By • May 9th, 2008 • Category: Other news

Amazing: Processing, but running in JavaScript. John Resig has built a parser that works just like Processing, but instead of creating and compiling Java code, it creates JavaScript code that uses the Canvas feature of modern browsers to render the graphics. It actually creates a new HTML script type – application/processing – that is handled by the included parser. It’d be even possible to create an entirely online Processing IDE, making online testing pretty easy with zero applications needed (other than the browser).

Update: And because it’s so easy, people have actually ported the Processing IDE itself. There’s a XUL version of the IDE (to run it on Mozilla-based browsers, such as Firefox), and there’s a nifty editor here that’s more web-friendly (although the text editing itself is acting like crazy on my Firefox 3 Beta 5, so be warned).

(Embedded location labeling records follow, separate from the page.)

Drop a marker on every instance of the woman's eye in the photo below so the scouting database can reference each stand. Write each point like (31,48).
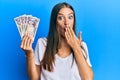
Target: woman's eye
(70,17)
(60,18)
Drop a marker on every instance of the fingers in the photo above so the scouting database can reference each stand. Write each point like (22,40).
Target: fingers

Both those links come from this page, which has some interesting discussion about the topic. Although I somewhat disagrees with the author’s vision on Flash – I don’t think it’s a “market niche” that a canvas-drawing framework will replace; this to me is as incorrect as the comparison people usually draw between SVG and Flash – I do agree that there’s some hidden value indeed in running (most of) Processing within JavaScript. Let’s see what other nice things come out of it now.

Additionally, based on my script tests, Canvas drawing performance on Processing for JavaScript seems to be on par with actual Processing for Java performance, at least in regards to some repetitive 2d shape drawing. I can’t wait to see what happens when Tamarin is actually used in the next version of Firefox and ends up making it even faster.